The global market for healthcare cloud computing—revenue generated by cloud computing services offered to providers—will be worth just under $10 billion by 2021 primarily driven by the need for storage of the exponentially increasing volume of healthcare data. However, volume is only the beginning of the story; healthcare data in rapidly increasing in terms of complexity, sources, and applications—all of which render the potential to develop new and innovative solutions that leverage cloud platforms. Current cloud applications among healthcare providers are dominated by non-clinical, back-office functions, especially those supporting information technology (IT) workflows. However, there is a definite peak in adoption of cloud-based clinical applications and in the next five years, key opportunities for cloud platforms will be storage, management, and analytics of imaging data; health information continuity through electronic medical records (EMRs), electronic health records (EHRs), and health information exchanges (HIEs); and telehealth solutions, especially teleradiology and virtual consultations.
One major industry game-changer will be real-world data. The volume of unstructured medical and health data that is generated outside of clinical settings is growing exponentially while the need for such data sets is even direr among providers, pharmaceuticals, medical technology vendors, governments, and university researchers. Growing awareness of the benefits of open platforms and increasing industry focus on interoperability and collaborative solution design is creating a heavy demand for vertically integrated cloud platforms that open the data to multiple stakeholders who are willing to share the risks and the rewards of shared data assets. Technology vendors will introduce cloud-based digital ecosystems that enable sharing and better utilization of IT and human resources in the next five years.

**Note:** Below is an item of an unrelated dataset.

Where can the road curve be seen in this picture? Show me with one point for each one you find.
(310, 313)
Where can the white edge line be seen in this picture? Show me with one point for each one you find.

At the heart of these healthcare industry innovations are some fundamental shifts in the perception of cloud solutions globally. Cloud, which was once thought to be an unknown and uncertain IT environment, is now believed to be more secure than on-premise infrastructure and has proven to have better outcomes when it comes to data back-up and disaster recovery. Increasing confidence in cloud platforms, combined with the need to reduce cost, improve workflow speed and efficiency, and to leverage meaningful business intelligence is paving way for hybrid cloud adoption—especially among developed markets. Thus, we see that there have been some extremely dramatic shifts in the way providers think of and use cloud platforms in the last few years, which will create opportunities for innovations in care delivery processes and models in the near future.
Key questions this study will answer:
· How has the market for cloud solutions for healthcare providers changed in the last few years? What will be the growth opportunities in the next five years?
· Who are the current market participants? Are they well positioned to meet customer needs?
· How have customer expectations and buying behavior changed in the last few years? How will it evolve in the near future?
· What are the new business models in healthcare being introduced or facilitated by cloud technologies?
· What are some innovative, industry-specific solutions being introduced using cloud platforms? How do these impact current healthcare industry paradigms?
· How will care delivery ecosystems evolve using cloud technologies?